Implementing RLS in a Fabric SQL Endpoint or Warehouse

You don’t have a built-in RLS solution, but you can leverage the Views object to emulate one.

For those unfamiliar with the term, a View is like a virtual table, a pre-built query that can be used to encapsulate complex queries, provide a layer of abstraction,

or restrict access to underlying data. It’s like a DAX Query.

Here you give the user GRANT SELECT access to the VIEW, not to the original table.

The actual RLS implementation is written at the WHERE clause of your VIEW:

  • Dynamic RLS by using Roles: SUSER_SNAME() approach (that returns the current user’s email)
  • Static RLS by using the user’s email: IS_MEMBER(‘PrivilegedRole’) = 1 approach (that tests if the user is a member of a role).

To create a view, you can use the following code:

CREATE VIEW [dbo].[Name of the View] as
SELECT *
FROM dbo.SampleTable
WHERE
–Here you apply the RLS rule at the user level, applying Dynamic RLS
( SUSER_SNAME() =’userTwo@contoso.com’ AND test_region = ‘region_one_name’)

OR
–Here you apply the RLS rule at the Role level, applying Static RLS
( IS_MEMBER(‘PrivilegedRole’) = 1 AND test_region = ‘region_two_name’);

To alter a view, you can use the user interface to help you.

Unfortunately, the command EXECUTE AS is unavailable to Fabric’s SQL engine at this moment. It would be beneficial to be able to run a query as a specific user and test whether the OLS/RLS has been applied successfully

I’m lost. How do I control OLS permissions I already gave?

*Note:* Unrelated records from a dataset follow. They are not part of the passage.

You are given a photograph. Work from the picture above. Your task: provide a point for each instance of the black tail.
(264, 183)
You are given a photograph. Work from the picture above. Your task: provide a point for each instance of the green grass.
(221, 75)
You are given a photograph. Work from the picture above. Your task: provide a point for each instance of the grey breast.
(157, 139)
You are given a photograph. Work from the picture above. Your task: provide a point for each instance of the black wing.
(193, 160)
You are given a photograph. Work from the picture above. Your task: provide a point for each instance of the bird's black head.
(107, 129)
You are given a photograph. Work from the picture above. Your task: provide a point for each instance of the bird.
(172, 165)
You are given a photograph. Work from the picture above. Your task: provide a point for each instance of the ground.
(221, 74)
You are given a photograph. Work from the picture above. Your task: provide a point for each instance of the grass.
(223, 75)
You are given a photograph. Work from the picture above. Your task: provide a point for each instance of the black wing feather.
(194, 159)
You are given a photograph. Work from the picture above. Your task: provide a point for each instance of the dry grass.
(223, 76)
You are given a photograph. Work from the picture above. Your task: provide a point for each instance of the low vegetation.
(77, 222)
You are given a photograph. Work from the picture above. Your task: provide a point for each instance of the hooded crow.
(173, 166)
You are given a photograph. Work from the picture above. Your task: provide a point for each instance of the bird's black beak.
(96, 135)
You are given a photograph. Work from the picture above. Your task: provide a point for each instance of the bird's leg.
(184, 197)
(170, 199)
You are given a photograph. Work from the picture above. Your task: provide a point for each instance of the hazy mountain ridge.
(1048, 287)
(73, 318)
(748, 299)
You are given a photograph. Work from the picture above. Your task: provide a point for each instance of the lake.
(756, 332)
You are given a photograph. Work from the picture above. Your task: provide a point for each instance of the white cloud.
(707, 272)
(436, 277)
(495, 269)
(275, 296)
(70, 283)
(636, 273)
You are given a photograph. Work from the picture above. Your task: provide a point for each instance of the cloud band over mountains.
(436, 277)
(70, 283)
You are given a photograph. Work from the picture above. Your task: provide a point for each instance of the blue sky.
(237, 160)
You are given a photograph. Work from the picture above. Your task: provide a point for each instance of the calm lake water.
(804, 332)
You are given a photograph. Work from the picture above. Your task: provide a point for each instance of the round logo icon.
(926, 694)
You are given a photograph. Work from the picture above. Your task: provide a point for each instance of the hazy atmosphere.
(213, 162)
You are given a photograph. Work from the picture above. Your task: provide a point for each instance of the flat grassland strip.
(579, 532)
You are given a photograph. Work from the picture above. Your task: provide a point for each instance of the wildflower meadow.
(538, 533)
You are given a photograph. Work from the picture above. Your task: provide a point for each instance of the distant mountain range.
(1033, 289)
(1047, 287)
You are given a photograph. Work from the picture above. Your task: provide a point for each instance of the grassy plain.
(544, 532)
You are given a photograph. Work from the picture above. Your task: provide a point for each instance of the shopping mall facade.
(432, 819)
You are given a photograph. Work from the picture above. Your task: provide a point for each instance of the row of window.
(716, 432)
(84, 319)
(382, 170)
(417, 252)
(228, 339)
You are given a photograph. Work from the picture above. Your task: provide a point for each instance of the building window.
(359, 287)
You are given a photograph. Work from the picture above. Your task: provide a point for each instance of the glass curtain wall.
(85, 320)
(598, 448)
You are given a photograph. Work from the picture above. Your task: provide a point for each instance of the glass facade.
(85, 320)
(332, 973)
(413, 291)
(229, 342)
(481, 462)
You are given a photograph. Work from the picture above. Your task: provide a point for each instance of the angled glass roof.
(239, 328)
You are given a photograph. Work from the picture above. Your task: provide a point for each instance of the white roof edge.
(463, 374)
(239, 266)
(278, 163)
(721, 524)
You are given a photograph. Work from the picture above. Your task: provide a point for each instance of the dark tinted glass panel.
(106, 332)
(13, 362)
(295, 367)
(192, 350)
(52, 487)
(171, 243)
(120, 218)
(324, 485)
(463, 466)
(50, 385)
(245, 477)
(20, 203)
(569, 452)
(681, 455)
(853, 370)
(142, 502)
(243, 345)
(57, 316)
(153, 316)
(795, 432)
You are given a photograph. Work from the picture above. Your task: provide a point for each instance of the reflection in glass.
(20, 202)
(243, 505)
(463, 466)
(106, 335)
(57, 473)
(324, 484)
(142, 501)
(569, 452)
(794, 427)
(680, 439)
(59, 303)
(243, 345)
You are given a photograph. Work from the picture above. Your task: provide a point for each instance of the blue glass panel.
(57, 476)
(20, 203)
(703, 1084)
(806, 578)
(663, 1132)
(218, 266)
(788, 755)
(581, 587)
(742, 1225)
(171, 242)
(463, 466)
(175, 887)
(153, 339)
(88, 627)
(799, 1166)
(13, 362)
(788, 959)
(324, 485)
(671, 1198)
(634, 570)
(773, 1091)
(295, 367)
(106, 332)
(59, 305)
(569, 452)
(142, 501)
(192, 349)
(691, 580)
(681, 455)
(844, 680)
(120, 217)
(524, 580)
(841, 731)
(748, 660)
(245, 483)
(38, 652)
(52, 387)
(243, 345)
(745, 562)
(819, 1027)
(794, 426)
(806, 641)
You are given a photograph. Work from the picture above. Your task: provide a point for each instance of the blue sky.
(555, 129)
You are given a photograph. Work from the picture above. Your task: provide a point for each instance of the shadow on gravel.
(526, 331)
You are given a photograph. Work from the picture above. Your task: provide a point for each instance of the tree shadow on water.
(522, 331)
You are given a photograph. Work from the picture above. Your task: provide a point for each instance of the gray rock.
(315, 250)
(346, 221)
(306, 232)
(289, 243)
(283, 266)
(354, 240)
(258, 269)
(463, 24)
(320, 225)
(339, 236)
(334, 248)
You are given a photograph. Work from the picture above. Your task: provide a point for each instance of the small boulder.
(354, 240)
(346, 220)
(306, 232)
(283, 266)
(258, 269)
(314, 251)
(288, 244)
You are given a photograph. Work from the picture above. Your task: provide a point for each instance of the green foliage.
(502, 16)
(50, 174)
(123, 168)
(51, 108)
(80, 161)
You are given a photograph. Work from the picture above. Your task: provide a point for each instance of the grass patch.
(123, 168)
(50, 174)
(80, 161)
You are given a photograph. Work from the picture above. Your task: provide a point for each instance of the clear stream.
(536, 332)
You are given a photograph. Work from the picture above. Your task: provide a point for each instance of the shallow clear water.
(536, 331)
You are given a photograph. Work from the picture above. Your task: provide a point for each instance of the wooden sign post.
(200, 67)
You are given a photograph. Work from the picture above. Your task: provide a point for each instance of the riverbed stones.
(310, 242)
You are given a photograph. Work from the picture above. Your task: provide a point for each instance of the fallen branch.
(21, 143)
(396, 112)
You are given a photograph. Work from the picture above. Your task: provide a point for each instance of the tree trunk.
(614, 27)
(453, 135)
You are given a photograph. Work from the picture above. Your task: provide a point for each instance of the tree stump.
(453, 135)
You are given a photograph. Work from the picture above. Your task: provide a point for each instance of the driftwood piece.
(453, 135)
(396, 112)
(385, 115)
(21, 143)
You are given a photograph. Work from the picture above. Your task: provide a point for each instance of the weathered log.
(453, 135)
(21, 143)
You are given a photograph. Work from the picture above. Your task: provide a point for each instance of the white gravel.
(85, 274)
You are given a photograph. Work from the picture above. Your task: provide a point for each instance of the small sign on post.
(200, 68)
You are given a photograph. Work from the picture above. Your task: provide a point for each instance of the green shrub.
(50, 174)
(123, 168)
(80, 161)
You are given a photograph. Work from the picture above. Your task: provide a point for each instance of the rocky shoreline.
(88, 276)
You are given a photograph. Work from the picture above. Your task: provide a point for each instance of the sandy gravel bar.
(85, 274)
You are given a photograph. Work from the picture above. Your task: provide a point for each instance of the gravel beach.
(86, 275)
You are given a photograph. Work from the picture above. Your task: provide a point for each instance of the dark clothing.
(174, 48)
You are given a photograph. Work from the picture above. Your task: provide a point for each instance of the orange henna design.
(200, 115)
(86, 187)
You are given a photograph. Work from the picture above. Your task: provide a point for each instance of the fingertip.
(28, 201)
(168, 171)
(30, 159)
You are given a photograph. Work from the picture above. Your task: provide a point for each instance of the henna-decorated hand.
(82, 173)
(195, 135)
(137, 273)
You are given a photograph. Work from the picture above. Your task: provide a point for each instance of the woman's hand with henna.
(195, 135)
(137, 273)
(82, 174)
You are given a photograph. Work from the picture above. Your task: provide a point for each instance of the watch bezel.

After running several commands, it might get easy to get lost. So, if you’re a member or admin of the Workspace, you can always run the command to see the current detailed permissions for the objects:

SELECT DISTINCT   pr.name, pr.type_desc, pe.state_desc, pe.permission_name, pe.class_desc, obj.name AS object_name,  obj.modify_date
FROM sys.database_principals AS pr
JOIN sys.database_permissions AS pe
    ON pe.grantee_principal_id = pr.principal_id
LEFT JOIN sys.objects AS obj
    ON pe.major_id = obj.object_id
WHERE
    permission_name = ‘SELECT’
—    AND pr.name = ‘Security Group Name’

and to see what members belong to each role:

SELECT p.name AS RoleName, m.name AS MemberName, m.type_desc as UserType, m.create_date as CreateDate, m.modify_date as ModifyDate, m.authentication_type_desc as AuthenticationType
FROM sys.database_role_members drm
JOIN sys.database_principals p ON drm.role_principal_id = p.principal_id
JOIN sys.database_principals m ON drm.member_principal_id = m.principal_id
–WHERE p.name = ‘YourRole’;

How should end-users consume this data?

Every Fabric Workspace has a unique SQL connection string. This address is somewhat lengthy ( ifrg6w2xtlsexdsqdx5hfk4-qwusgtsg42lefayozohosi.datawarehouse.pbidedicated.windows.net ), but thankfully, Power BI Desktop has a much better interface to search for it at OneLake data hub. By default, they’ll try to connect you to the default dataset of the LakeHouse (if you have Build permission), but you can switch to connect to its SQL endpoint, which automatically finds the address for you.

You can copy this address from the workspace by clicking at the … of the SQL Endpoint item also.

Conclusion

I hope this article helps you better architect secure solutions in Microsoft Fabric, as the LakeHouse item offers a very powerful way to securely share the right data with the right people.

This is a way better alternative than using Power BI Dataflows as a data source. By sharing through the SQL engine, you can have OLS and emulate RLS using a true universally accepted engine to share large volumes of data securely.

The lack of a proper UI for this might scare newbies like me, but after a while, it’s easier to get used to it, especially if you save the main control queries under Shared queries.

PS1: I’m really eager to see the OneSecurity implementation that might change this all for the best because when you set security at the engine level, you might have gaps between what the user sees depending on which engine he’s using.

PS2: The standard way to share content within Fabric is via shortcuts. This prevents unnecessary duplication of the same data, but I’m afraid it will only be feasible to share confidential data with OLS/RLS when OneSecurity gets fully implemented.